What’s the use of the place anyway—where’s the sense in it.
Don’t talk wet.
Who’s talking wet.
You’re talking wet.
They get warmed to it—they’re well away in
tactics and strategy and
the disciplines of the wars—
like so many Alexanders—are perfect in the great comman-
ders names—they use match-ends
the dispositions of
forces and countermure.
Who’s bin reading Land and Water.
Don’t nobble Chinese Gordon.
When did they pass you out Hector-boy.
Sheer waste of intelligence—notorious
the man with the missed vocation.
The only thing I know remotely like it is Odysseus Elytis’s The Axion Esti.
The Anathemata has a wider scope, embracing the whole sweep of history:
Twelve hundred years
since of the Seven grouped Shiners
one doused her light.
Since Troy fired
since they dragged him
without the wall.
When they regarded him:
his beauties made squalid, his combed gilt
a matted mop
his bruised feet thonged
under his own wall.
Why did they regard him
the decorous leader, neque decor . . .
volneraque illa gerens . . . many of them
under his dear walls?
What centuries less
since the formative epochs, the sign-years in Saturn’s
tellus, in the middle lands of it? For even for the men with
the groma, even for the men of rule, whose religio is rule
for the world-orderers
for the world-syndicate
even for us
whose robbery is conterminous with empire?

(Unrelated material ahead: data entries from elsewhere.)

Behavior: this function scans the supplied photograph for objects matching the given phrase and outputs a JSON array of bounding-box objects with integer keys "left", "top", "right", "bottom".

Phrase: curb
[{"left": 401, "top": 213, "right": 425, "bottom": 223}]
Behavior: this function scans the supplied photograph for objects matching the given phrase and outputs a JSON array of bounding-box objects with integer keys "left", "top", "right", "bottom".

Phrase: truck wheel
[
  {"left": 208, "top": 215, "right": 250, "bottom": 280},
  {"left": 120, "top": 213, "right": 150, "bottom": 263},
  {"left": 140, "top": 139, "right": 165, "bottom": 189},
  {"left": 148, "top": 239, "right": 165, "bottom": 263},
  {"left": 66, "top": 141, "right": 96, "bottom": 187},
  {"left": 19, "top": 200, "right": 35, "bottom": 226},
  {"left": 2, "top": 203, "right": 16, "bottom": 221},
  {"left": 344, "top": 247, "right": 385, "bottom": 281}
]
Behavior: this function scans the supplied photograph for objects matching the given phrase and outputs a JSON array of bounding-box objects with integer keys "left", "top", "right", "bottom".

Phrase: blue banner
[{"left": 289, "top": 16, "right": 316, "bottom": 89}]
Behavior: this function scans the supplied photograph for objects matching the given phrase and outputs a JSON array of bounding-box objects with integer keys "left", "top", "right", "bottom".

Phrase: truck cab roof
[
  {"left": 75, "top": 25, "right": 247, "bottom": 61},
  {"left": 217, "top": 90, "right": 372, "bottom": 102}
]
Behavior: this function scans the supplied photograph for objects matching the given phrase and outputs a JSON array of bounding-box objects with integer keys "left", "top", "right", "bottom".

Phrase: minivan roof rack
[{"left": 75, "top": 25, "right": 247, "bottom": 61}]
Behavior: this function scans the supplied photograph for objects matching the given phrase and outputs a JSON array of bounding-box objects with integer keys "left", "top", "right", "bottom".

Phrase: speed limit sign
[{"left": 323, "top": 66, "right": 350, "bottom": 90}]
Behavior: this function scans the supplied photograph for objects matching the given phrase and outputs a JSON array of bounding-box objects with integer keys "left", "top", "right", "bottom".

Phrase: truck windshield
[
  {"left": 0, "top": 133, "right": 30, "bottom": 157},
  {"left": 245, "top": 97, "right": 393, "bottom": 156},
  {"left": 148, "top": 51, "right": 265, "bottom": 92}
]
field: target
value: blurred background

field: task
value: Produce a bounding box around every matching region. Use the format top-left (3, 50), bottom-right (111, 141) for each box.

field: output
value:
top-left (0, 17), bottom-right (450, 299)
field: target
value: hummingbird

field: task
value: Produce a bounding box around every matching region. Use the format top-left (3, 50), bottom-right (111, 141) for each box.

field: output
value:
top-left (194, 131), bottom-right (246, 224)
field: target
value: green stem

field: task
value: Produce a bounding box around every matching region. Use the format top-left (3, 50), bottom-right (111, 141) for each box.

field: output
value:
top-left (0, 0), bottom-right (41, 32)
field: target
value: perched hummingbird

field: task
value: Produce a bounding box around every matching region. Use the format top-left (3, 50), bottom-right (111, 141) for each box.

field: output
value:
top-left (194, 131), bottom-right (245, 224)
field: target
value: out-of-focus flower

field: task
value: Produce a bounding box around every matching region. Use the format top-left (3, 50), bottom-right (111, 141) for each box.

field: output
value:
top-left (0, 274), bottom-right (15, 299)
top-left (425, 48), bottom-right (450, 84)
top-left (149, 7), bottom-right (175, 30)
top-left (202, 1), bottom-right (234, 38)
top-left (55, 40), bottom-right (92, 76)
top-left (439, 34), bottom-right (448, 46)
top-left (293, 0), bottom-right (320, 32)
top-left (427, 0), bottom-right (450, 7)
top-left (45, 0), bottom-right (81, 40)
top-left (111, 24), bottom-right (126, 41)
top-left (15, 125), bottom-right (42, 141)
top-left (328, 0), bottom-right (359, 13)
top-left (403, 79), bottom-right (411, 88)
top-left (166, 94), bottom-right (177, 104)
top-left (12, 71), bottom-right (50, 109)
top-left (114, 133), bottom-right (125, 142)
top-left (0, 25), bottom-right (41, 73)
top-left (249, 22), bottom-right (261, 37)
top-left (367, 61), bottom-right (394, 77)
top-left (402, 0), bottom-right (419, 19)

It still has something to say to us, no? But Jones isn’t all trenches and squalor; the one quote from him that I’ve seen blogged (in the German-language Credo ut intelligam) is this lovely ode to spring from The Anathemata:
On the ste’lyard on the Hill
weighed against our man-geld
between March and April
when bough begins to yield
and West-wood springs new.
Such was his counting-house
whose queen was in her silent parlour
on that same hill of dolour
about the virid month of Averil
that the poet will call cruel.
Such was her bread and honey
when with his darling Body (of her body)
he won Tartary.
Then was the droughts of March moisted to the root by that shower that does all fruit engender—and do constitute what they hallow an’ chrism these clerks to minister that kings and queens may eat therof and all poor men besides.